Najprostszą definicją samorządu terytorialnego jest stwierdzenie, że to drugi, po administracji rządowej, ważny element administracji publicznej. Konstytucja RP w artykule 163 stanowi: „Samorząd terytorialny wykonuje zadania publiczne nie zastrzeżone przez Konstytucję lub ustawy dla organów innych władz publicznych”. Od 1999r. obowiązuje trójstopniowy podział terytorialny naszego państwa, a jego jednostkami są: gmina, powiat i województwo. Mamy zatem samorząd gminny (miejski, wiejski lub miejsko-wiejski), powiatowy (ziemski i grodzki) oraz wojewódzki. Warto dla porządku dodać, że ten system nie jest hierarchiczny, czyli samorząd wojewódzki nie ingeruje w samodzielność powiatów i gmin, a samorząd powiatowy nie może ingerować w samodzielność gmin.

Wkrótce kolejne wybory samorządowe. Ostatnie miały miejsce w październiku 2018r. i były pierwszymi, które według znowelizowanego Kodeksu wyborczego zapoczątkowały dwukadencyjność wójtów, burmistrzów i prezydentów miast oraz wydłużyły kadencję organów samorządowych z 4 do 5 lat. Ustawą sejmową z września 2022r. aktualna kadencja organów samorządu terytorialnego została wydłużona do końca kwietnia 2024r. To zdeterminowało ogłoszenie ostatecznej daty I tury wyborów samorządowych na dzień 7 kwietnia bieżącego roku. Warto zadać sobie pytanie, jak długie tradycje ma nasza polska samorządność, a może także pokusić się o spojrzenie na samorządność w naszym lubawskim wydaniu.

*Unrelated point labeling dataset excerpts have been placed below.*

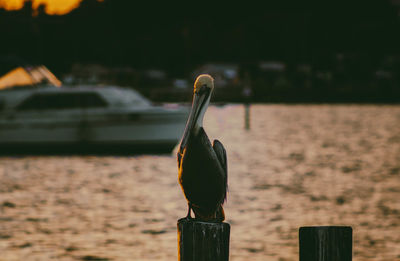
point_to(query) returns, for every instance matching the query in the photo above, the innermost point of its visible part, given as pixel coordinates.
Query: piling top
(325, 227)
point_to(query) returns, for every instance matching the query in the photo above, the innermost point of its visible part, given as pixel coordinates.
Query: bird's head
(203, 88)
(203, 82)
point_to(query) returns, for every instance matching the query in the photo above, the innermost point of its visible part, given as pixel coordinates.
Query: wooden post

Pierwszy lubawski burmistrz pojawia się na kartach historii już w roku 1348. Nazywał się Mikołaj Swidenicz i został wymieniony jako świadek w dokumencie wystawionym przez biskupa Ottona, który fundował msze dla upamiętnienia ordynariuszy chełmińskich. Skoro biskup Otto w 1326r. ponownie lokował (zakładał) Lubawę, to właśnie w I połowie XIV stulecia formują się zręby lubawskiej samorządności. W zachowanych dokumentach obok burmistrza pojawiają się rajcy, miejscowy patrycjat, którzy tworzyli Radę. Formą statutu miejskiego były tzw. wilkierze, które nadawali i zatwierdzali biskupi chełmińscy jako jedyni właściciele miasta i okolic już od połowy XIIIw. Rada wybierana była co roku, podobnie burmistrz i jego zastępca. Razem składali przysięgę swojemu panu, czyli rezydującemu zwykle w lubawskim zamku biskupowi. Tak zwanym drugim ordynkiem była Ława, czyli rodzaj miejskiego sądu, zaś trzeci ordynek stanowili przedstawiciele pospólstwa - biedniejszych mieszkańców. Miejscem obrad Rady był oczywiście ratusz, ale zapewne jego górna kondygnacja, ponieważ parter, piwnice i „przyklejone” do ratusza pokaźne kramy stanowiły swego rodzaju galerię handlową. W czerwcu 1724r. ratusz spłonął, a wraz z nim większa część zabudowy miejskiej. Kolejny ratusz został wzniesiony dopiero w roku 1868 przy ul. Warszawskiej 2. Budynek nie zachował się nie dlatego, że jeszcze w tym samym roku spłonął. Stanął ponownie w tym samym miejscu już po dwóch latach, ale nadszedł nieszczęsny rok 1945, a wraz z nim „klęska wyzwolenia” przez Armię Czerwoną. Ślady po tamtym pamiętnym styczniu widoczne są w mieście do dziś, niestety.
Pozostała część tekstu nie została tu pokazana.